Credit: Roberto Nickson | Unsplash
Credit: Roberto Nickson | Unsplash

If you don’t have a dedicated home office desk, create a modular work space on your kitchen table by placing items exactly in the same spot every day. You can then maximize productivity by reducing the time you spend looking for things while working in an ergonomically ideal position.

Social Distance Doesn't Mean Social Isolation

Social isolation is the main source of depression for most people. But in these difficult times of social distancing, seeing other humans around the office is a scarce to nonexistent resource. Thankfully, technology kept up with the times and many video conferencing applications are widely available. Ring up a colleague or a friend with a video chat over lunch – they might be just as lonely as you are!

Credit: Gabriel Benois | Unsplash
Credit: Gabriel Benois | Unsplash

Be compassionate

Working at home is a challenge for most people used to an office routine. Some may have children, a distracting pet, or simply aren’t technologically inclined. No matter what the issue is, show compassion and empathize with their problems. Encourage them to do their best given the circumstances.

Readjust to new habits

We know this is not an easy time for anyone. It certainly isn’t for us either. But the new reality is that we all need to readjust our lives with new habits. We can retain some old ones, such as getting out of bed or having lunch at roughly the same times. But introducing new routines, such as taking a walk in the backyard or having a cup of tea on the balcony, can help rest the mind. Never underestimate the power of mental health.
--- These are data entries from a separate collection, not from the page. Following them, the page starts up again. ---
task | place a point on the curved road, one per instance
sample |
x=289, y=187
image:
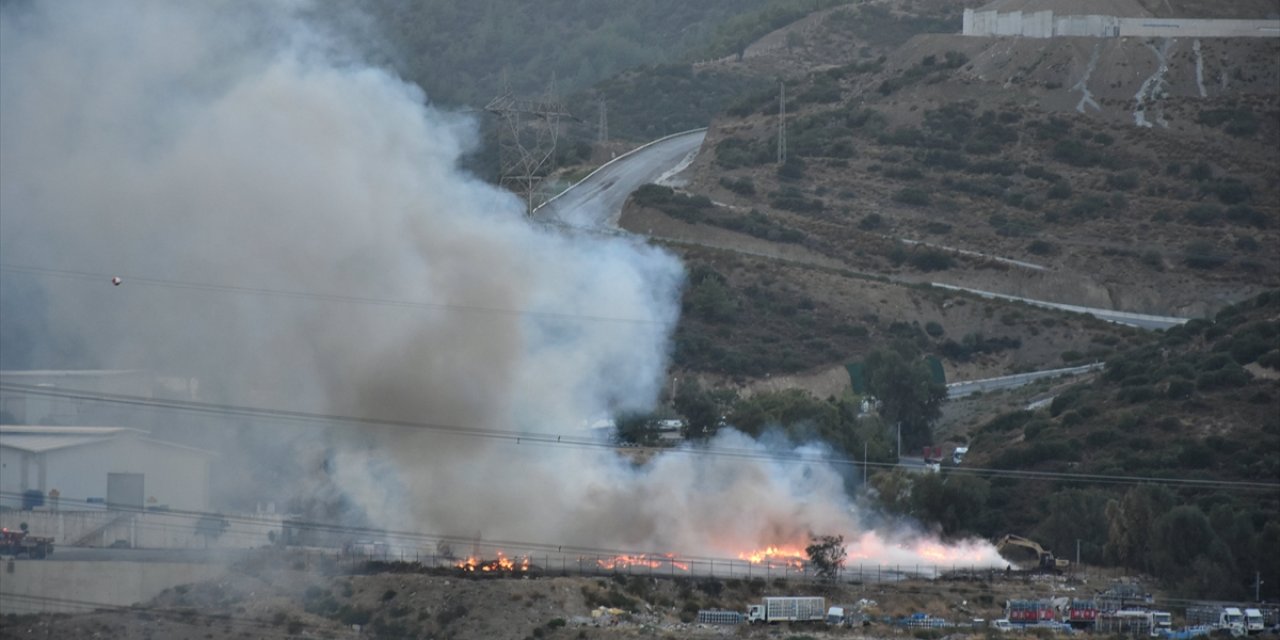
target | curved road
x=1011, y=382
x=1139, y=320
x=597, y=202
x=598, y=199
This concludes our COVID-19 stay-at-home coverage. As a reminder, keep washing your hands often, disinfect everything you touch in public (such as shopping carts and door handles), and don’t go out unless absolutely necessary. The present-day heroes are those working in essential businesses and healthcare facilities. It is important to ensure that they can perform their job safely and effectively by avoiding the risk of getting infected ourselves. Every small contribution we do will help speed up our recovery process. We hope you do your part as well. Stay strong, and stay safe!